TONIGHT, for some unfathomable reason, I turned on the radio. On one of our public stations, the news . . . from the BBC. I switched the wireless to AM and tuned to
KFAB, the blowtorch of the Midwest -- the station generations of Omahans listened to to see if the morning's snow canceled the day's classes . . . back in the day.

I remember back in 1988, when Omaha had been lashed by a line of hellacious storms, including at least one tornado. Much of the city was dark. The wife and I were struggling to salvage the contents of our fridge.

Our light came from wax, a wick and a flame, and our link to the world was a battery radio. It was tuned to 1110 AM. The DJ was informative, the music was middle-of-the-road, and the turntables ran fast . . . then slow . . . then fast . . . then slow, for the emergency generator was a bit hinky.

In these small hours, I sit here trying to make sense of the madness that came to my city Wednesday. And when I tuned to dependable ol' KFAB -- now just another brick in the Clear Channel wall of suck -- hoping against hope to hear a friendly voice in the night, I heard. . . .

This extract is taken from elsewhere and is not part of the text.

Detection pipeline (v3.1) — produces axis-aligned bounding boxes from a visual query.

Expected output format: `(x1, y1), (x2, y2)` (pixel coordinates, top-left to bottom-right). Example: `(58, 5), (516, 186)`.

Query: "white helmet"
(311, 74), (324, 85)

THE TRANSMITTER was on, but nobody was home. Not even George Noory, who usually at that hour is chasing the spacemen on Coast to Coast A.M. Nope, at 1:07 a.m., there was complete dead air.

And complete dead air at 1:17. And 1:27. And 1:37, except for the ID and commercials that ran right on schedule at 1:32.

We're on our own. It's just us . . . and those terrors in the night.